Work & employment
Praktikum
A Praktikum is an internship in Germany. Voluntary internships longer than three months must pay minimum wage; mandatory internships required by a study program are exempt. Internships are the main route into German companies for students and recent graduates.
A Praktikum is a fixed-term placement to learn practical skills in a company. German law splits internships into two categories with very different rules. Mandatory internships (Pflichtpraktika) are required by a study or school curriculum and are exempt from minimum wage and most social-security contributions. Voluntary internships (freiwillige Praktika) count as regular employment relationships: minimum wage applies if they run longer than three months, and standard contribution rules kick in.
Internship lengths in Germany typically run three to six months. Companies use them as a recruiting funnel, and many working student positions and graduate offers start with a successful internship. Compensation for voluntary internships of paid type commonly lands between minimum wage and roughly €2,200 per month in industries like tech, consulting, and automotive.
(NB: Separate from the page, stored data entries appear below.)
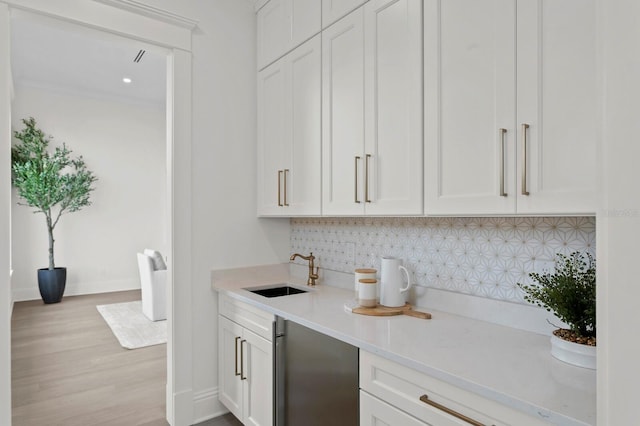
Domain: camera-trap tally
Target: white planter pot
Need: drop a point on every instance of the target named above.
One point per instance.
(573, 353)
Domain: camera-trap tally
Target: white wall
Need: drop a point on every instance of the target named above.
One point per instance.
(5, 224)
(618, 225)
(124, 144)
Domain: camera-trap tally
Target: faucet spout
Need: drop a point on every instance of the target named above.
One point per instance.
(313, 270)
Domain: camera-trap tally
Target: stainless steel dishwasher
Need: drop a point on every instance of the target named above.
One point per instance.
(315, 378)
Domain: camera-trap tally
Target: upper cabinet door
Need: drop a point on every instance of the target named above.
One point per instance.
(393, 107)
(470, 80)
(273, 140)
(343, 117)
(289, 134)
(304, 114)
(333, 10)
(557, 99)
(285, 24)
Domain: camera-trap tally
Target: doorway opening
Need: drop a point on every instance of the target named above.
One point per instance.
(72, 80)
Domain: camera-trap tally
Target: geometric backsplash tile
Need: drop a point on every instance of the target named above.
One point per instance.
(485, 257)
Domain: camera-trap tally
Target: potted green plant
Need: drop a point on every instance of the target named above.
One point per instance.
(53, 184)
(570, 293)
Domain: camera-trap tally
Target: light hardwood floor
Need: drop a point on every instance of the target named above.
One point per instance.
(69, 369)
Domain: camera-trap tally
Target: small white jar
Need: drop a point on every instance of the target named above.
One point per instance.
(367, 289)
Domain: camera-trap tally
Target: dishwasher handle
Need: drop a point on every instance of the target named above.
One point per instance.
(278, 372)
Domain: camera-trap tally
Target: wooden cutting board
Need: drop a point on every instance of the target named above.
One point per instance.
(386, 311)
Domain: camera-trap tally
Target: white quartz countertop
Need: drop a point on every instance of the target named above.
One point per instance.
(510, 366)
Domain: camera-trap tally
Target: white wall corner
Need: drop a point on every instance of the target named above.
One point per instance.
(182, 413)
(206, 405)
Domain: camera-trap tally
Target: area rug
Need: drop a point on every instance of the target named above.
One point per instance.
(132, 329)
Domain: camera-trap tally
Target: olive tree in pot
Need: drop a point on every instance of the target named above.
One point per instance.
(53, 183)
(570, 293)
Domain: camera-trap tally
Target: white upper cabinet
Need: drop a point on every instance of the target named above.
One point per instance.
(372, 111)
(343, 116)
(469, 97)
(285, 24)
(273, 145)
(332, 10)
(289, 134)
(393, 107)
(486, 97)
(557, 99)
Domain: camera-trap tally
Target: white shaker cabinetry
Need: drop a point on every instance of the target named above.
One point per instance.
(510, 106)
(285, 24)
(289, 134)
(245, 361)
(372, 111)
(557, 100)
(394, 394)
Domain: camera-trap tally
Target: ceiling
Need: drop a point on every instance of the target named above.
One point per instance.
(54, 54)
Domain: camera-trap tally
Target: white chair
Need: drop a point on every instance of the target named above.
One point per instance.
(153, 283)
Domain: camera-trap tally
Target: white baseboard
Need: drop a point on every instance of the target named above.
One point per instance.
(76, 289)
(207, 406)
(182, 413)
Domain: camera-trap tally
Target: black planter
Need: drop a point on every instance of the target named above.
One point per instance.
(51, 283)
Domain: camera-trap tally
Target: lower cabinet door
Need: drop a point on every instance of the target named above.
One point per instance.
(257, 380)
(374, 412)
(230, 385)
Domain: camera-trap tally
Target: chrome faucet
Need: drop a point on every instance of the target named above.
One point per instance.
(313, 276)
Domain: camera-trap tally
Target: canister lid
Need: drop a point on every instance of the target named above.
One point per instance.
(366, 271)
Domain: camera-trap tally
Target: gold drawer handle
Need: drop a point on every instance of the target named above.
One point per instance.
(242, 376)
(502, 191)
(426, 400)
(356, 186)
(279, 193)
(236, 355)
(285, 187)
(525, 126)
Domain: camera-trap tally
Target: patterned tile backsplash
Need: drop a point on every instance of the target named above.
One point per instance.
(485, 257)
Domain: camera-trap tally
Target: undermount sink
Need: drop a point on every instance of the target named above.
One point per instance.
(276, 291)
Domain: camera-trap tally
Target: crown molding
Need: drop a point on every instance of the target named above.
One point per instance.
(152, 12)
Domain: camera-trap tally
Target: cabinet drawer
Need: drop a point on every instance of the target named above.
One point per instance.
(374, 412)
(250, 317)
(403, 387)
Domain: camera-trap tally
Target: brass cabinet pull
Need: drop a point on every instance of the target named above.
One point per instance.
(242, 376)
(236, 355)
(366, 179)
(502, 133)
(279, 195)
(426, 400)
(356, 186)
(285, 187)
(524, 159)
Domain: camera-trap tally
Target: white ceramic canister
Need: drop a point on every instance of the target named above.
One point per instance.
(367, 292)
(364, 273)
(391, 290)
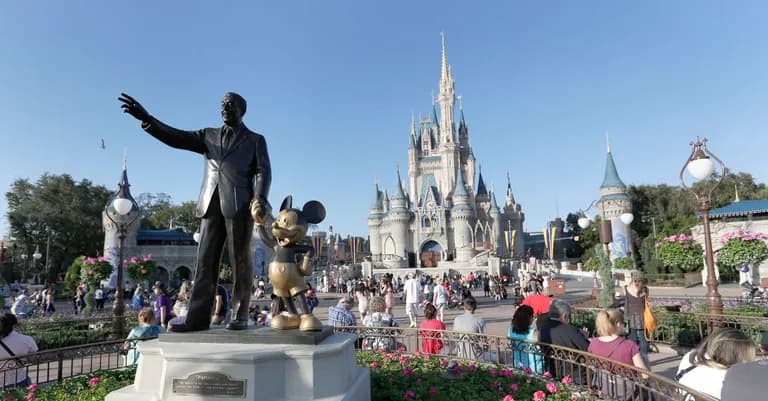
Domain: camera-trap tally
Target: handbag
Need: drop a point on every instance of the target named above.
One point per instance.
(649, 321)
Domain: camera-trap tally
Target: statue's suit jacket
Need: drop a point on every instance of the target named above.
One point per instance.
(239, 171)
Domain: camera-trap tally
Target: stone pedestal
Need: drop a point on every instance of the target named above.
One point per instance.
(174, 369)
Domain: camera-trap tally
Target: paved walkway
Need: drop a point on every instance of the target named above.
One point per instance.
(497, 314)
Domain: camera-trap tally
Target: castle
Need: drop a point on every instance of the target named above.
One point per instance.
(442, 215)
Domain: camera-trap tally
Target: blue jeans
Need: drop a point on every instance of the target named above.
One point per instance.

What it means for working students
Check which category your internship falls into before negotiating: a voluntary internship over three months must pay at least minimum wage for every hour, while a Pflichtpraktikum can legally pay nothing (though good companies pay anyway). For non-EU students, mandatory internships do not count against the 140-day annual work allowance; voluntary ones do. After the internship, ask about converting into a working student contract to keep the relationship running through the semester.